'So Much Evil Had To Happen for this Bill To Pass'

Early last year the Oregon Statehouse passed the strictest prohibition on the corporate control of medicine in the country. It would have restored the ban on the corporate practice of medicine (CPOM) that has been in place in Oregon for decades by closing loopholes that enabled private equity and corporate conglomerates to offer the illusion of physician ownership of health care providers, while maintaining control over how those practices treat patients and deliver services. The idea was that medical professionals, not corporate executives, would be in charge of making medical decisions.
But a frenzied lobbying blitz stalled the bills progress in the Senate, where Republicans began to grumble about unintended consequences.
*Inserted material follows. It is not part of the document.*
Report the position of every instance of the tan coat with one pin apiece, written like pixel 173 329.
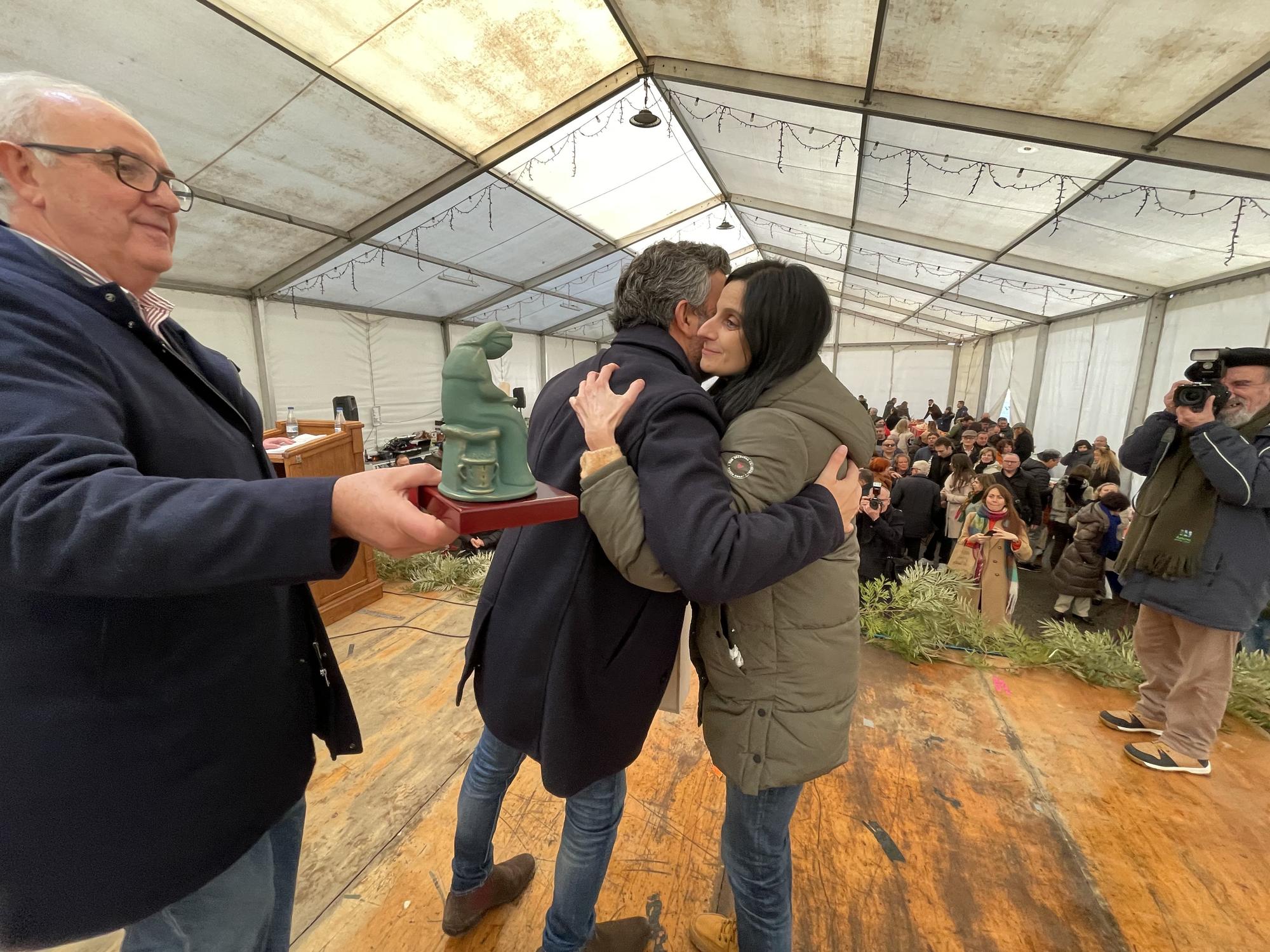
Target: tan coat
pixel 1000 571
pixel 784 717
The bill ultimately died what its most prominent backer described as a process death in early March.
Then, the state was hit by a series of relatively earth-shattering unintended consequences of corporatized medicine.
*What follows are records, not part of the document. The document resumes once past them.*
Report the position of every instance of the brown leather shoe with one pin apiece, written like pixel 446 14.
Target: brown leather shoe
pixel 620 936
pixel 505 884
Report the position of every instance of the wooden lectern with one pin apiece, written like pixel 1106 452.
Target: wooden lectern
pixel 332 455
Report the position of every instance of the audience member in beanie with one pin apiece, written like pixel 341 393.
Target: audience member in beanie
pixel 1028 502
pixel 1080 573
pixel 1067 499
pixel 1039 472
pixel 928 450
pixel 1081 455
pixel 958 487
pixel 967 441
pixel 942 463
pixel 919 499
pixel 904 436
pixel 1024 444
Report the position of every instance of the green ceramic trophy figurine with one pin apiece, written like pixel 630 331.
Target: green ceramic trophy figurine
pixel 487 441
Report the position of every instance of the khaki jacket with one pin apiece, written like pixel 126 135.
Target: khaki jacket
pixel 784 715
First, primary care practices across the nation began to realize they were broke. The week the bill died, a large 11-clinic primary care practice in Corvallis, Oregon held an emergency meeting of its physician-shareholders where all agreed to work without pay so cash could be conserved for staff salaries.
The culprit was a company called Change Healthcare, a massive medical claims processing empire that had just been hacked by a ransomware gang and quietly taken offline by its insurance juggernaut owner, UnitedHealth.